The QX-5 architecture is partly similar to that of the QX-4 loitering munition, but the drone is much bigger and is aimed at ISR (Intelligence, Surveillance, Reconnaissance) missions. A fixed wing aircraft with central fuselage and twin booms, each with an inverted-V tail, the QX-5 has a hybrid powerplant.
The main propulsion is provided by a fuel-injected piston engine located at the rear of the short fuselage, which drives a two-blade propeller, the optronic package being at the front of the fuselage, which allows bringing the centre of gravity at the wing level. The engine drives a starter/generator that ensures the power needed by the four electric motors driving the four rotors, which are located at the front and rear of each boom, and ensure vertical take-off and landing. When in horizontal flight the QX-5 relies on the combustion engine and the pushing propeller, aerodynamic flight being obviously much less power-hungry and allowing a 15,000 feet operational ceiling. The QX-5 is fitted with an advanced autopilot and a data link that allows it to operate at 100 km from the ground control station.

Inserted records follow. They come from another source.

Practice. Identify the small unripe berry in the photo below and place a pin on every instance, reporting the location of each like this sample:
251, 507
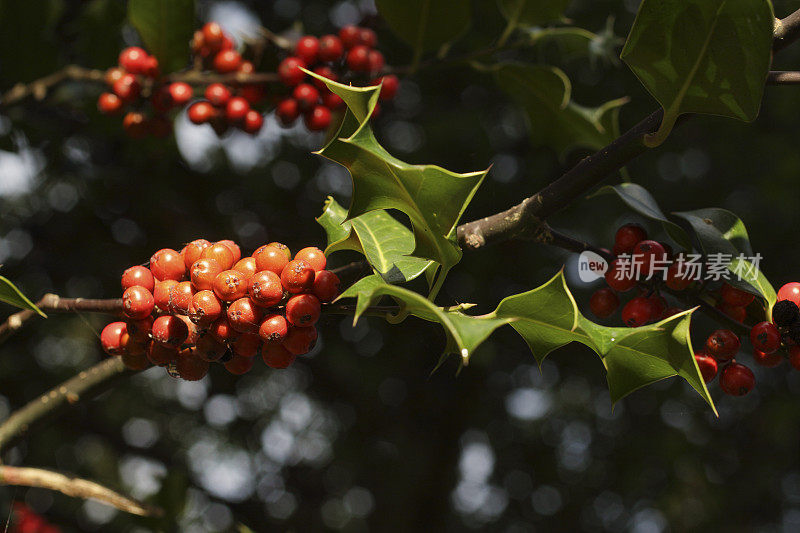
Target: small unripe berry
230, 285
205, 308
737, 380
707, 366
111, 337
326, 286
167, 264
289, 71
723, 344
765, 337
303, 310
603, 302
276, 356
138, 275
137, 302
313, 256
300, 341
170, 330
244, 316
297, 276
265, 288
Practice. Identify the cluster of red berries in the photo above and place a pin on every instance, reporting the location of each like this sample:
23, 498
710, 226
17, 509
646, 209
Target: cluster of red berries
26, 520
350, 54
206, 303
225, 106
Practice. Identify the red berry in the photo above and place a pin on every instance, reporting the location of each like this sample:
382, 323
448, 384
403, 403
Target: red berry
111, 337
170, 330
227, 61
273, 328
768, 360
350, 36
218, 94
230, 285
270, 257
244, 316
313, 256
627, 237
375, 61
167, 264
620, 276
765, 337
221, 253
236, 109
737, 380
638, 312
201, 112
326, 286
303, 310
389, 85
358, 58
253, 121
266, 289
297, 276
180, 298
127, 87
723, 344
287, 111
180, 93
735, 297
707, 366
330, 48
300, 340
137, 302
276, 356
138, 275
205, 308
133, 59
307, 48
604, 302
161, 293
239, 365
318, 119
289, 71
791, 292
109, 103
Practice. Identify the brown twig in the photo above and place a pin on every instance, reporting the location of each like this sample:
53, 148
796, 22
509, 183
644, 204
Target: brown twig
74, 487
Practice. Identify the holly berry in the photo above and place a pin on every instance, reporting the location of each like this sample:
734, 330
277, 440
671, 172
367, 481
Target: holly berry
604, 302
723, 344
111, 337
326, 286
330, 48
318, 119
765, 337
303, 310
137, 302
307, 49
638, 312
289, 71
707, 366
737, 380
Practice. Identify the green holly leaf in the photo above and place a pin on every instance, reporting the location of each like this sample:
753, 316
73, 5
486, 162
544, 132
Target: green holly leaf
701, 56
166, 28
555, 120
433, 198
426, 24
10, 294
384, 241
641, 201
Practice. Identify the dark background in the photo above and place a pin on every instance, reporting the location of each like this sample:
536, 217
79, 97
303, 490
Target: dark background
360, 436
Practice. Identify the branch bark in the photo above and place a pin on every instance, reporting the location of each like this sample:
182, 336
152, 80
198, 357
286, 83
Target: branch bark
74, 487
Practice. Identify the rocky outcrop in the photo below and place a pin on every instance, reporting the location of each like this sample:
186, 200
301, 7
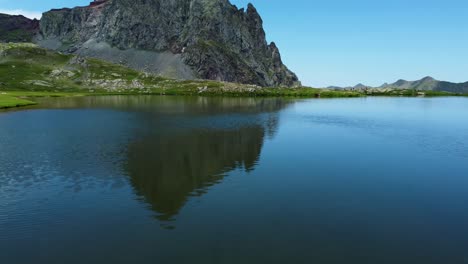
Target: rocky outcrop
209, 39
17, 28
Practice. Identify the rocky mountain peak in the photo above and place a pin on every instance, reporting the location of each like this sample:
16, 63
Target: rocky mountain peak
208, 39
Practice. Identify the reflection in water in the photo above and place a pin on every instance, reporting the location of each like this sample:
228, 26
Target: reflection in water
175, 159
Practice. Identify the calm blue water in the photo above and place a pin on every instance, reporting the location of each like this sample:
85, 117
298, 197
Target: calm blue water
226, 180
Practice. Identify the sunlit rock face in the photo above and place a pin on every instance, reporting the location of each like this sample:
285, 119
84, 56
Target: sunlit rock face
209, 39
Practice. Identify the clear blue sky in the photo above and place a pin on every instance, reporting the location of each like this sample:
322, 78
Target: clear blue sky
345, 42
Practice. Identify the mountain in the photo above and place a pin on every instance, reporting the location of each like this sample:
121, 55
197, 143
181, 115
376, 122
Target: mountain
428, 84
17, 28
185, 39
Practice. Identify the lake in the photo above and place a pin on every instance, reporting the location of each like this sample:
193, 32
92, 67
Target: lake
155, 179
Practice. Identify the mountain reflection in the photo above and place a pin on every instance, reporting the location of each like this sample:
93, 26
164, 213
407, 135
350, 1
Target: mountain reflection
174, 159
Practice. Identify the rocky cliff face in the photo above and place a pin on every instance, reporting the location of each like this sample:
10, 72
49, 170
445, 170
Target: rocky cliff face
17, 28
209, 39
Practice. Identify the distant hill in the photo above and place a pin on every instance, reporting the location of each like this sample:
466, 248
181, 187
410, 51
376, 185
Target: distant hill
17, 28
425, 84
429, 84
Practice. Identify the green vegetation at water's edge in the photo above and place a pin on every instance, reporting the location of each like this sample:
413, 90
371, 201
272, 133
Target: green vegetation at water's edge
7, 101
29, 68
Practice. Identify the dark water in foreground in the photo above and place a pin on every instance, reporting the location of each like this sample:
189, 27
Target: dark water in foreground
225, 180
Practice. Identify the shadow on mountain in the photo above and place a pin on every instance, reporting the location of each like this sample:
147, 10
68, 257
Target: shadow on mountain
180, 157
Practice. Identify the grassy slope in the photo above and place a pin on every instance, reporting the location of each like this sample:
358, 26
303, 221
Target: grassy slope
26, 68
7, 101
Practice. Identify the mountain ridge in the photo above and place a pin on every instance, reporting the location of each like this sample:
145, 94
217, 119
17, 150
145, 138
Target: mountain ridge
185, 39
427, 83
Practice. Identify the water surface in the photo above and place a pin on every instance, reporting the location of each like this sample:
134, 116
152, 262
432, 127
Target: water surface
153, 179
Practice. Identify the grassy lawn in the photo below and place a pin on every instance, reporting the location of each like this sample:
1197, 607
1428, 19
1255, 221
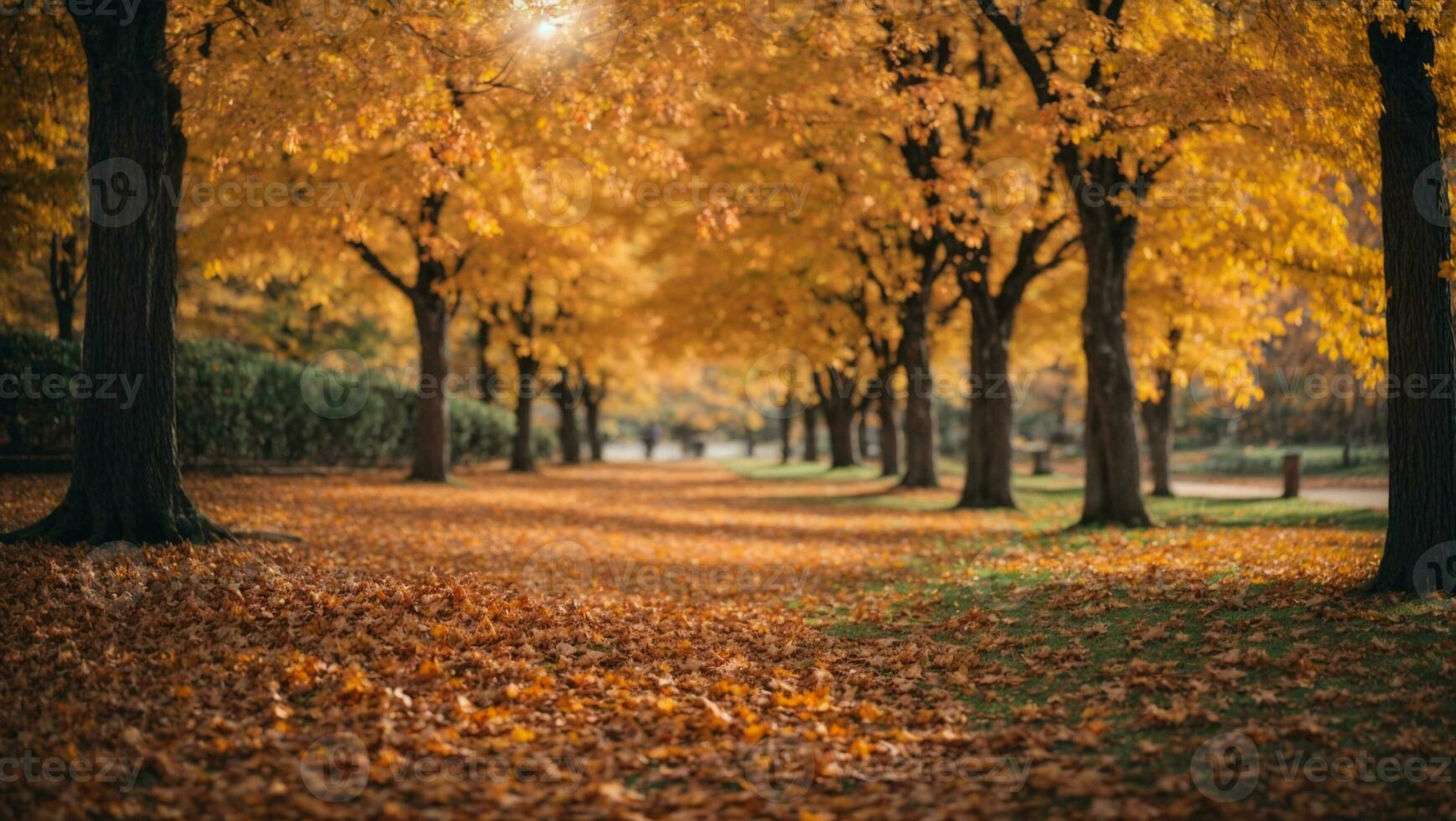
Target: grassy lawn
1143, 645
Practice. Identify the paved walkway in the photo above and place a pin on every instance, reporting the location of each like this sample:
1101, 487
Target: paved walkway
1373, 498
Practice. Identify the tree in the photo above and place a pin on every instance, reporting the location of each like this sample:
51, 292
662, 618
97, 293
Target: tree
1109, 232
126, 483
1418, 319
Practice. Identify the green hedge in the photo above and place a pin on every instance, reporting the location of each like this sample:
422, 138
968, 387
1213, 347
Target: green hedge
238, 406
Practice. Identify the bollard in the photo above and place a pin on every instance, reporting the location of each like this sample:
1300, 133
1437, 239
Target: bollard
1290, 475
1042, 462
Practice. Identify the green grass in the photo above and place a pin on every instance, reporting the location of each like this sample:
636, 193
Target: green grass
1048, 649
1050, 501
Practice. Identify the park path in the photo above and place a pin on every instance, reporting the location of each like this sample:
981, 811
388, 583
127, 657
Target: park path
1373, 498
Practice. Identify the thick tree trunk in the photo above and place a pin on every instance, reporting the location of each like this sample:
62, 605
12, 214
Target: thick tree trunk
888, 431
567, 431
126, 483
1418, 318
989, 422
837, 400
523, 456
919, 418
593, 426
1158, 426
433, 416
1114, 493
810, 432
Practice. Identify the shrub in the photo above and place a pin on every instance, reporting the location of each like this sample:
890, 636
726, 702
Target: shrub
239, 406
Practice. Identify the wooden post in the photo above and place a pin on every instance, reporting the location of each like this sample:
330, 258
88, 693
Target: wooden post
1042, 462
1290, 475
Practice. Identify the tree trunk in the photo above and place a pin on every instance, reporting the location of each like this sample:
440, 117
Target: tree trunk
569, 432
1158, 426
433, 416
593, 426
1113, 472
523, 456
126, 483
1418, 318
989, 422
64, 284
837, 400
862, 432
785, 436
488, 377
810, 432
888, 432
919, 422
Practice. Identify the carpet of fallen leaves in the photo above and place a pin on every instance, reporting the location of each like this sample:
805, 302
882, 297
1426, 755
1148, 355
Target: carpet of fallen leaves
679, 641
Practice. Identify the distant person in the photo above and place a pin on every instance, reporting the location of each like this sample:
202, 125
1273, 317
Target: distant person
650, 437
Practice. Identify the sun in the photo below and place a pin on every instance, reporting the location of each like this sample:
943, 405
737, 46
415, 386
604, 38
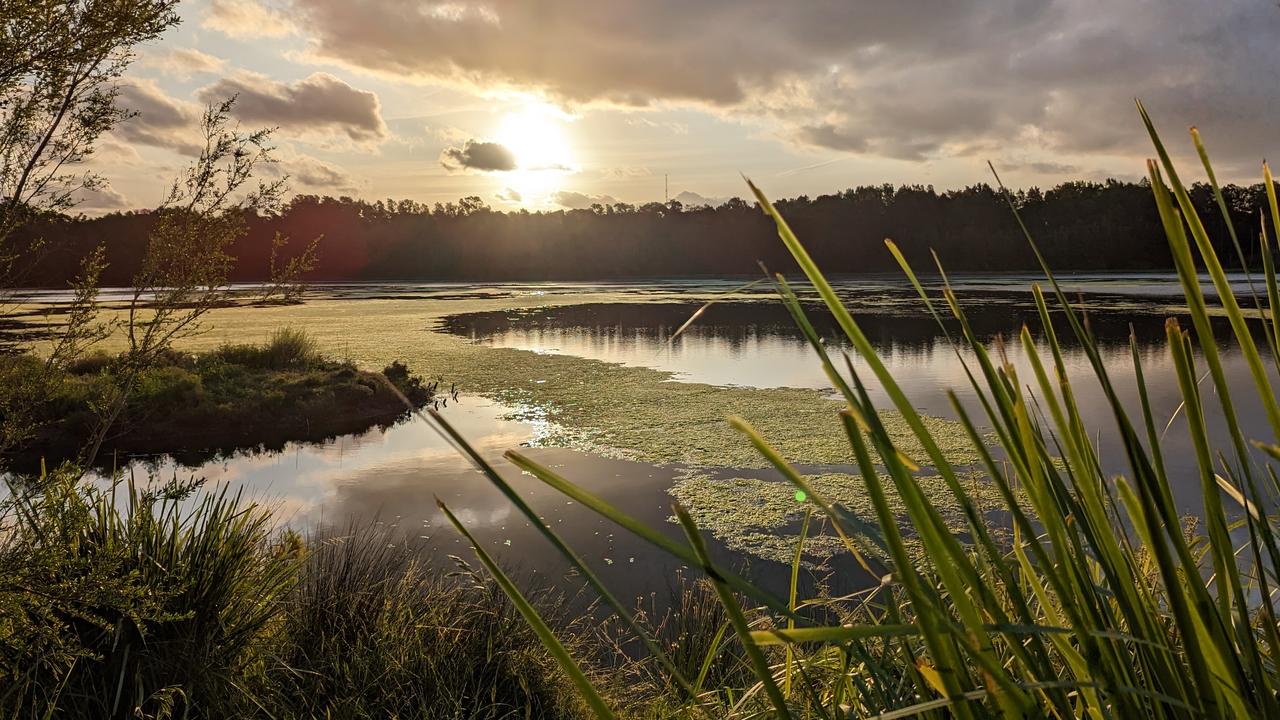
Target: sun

The QX-5 is proposed for military missions, as well as for border control and surveillance. The new drone is under development by ADASI, part of the Edge Group, the company planning the first flight of the prototype in the coming months.
The QX-6 is a much bigger aircraft, meant for cargo transport in a wholly autonomous manner. It has a massive fuselage with four short wings, two at the front and two at the rear, carrying each one three-blade rotor. Not many details were provided on propulsion, but the combustion engine should be used as power generator for the four electric motors that drive the rotors. A cargo bay is located under the fuselage, a pod allowing automatic delivery of the payload, both on land or at sea, the QX-6 being designed also for operating on seagoing vessels, as well of course as on land, especially in hard to access locations or in dangerous situations. The maximum take-off weight is 500 kg, for a 150 kg payload; as an example, considering that a loaded 30-round 5.56 mm magazine weighs short of 0.5 kg, one rotation of QX-6 could bring in up to 300 magazines to a unit which is low on ammunition. The QX-6 is fitted with an on-board video for monitoring the operation, but EDR On-Line understood that ADASI aims at full autonomy. The QX-6 has a 100 km range and an endurance that varies from 1 to 4 hours, depending on payload, operational ceiling being 10,000 feet.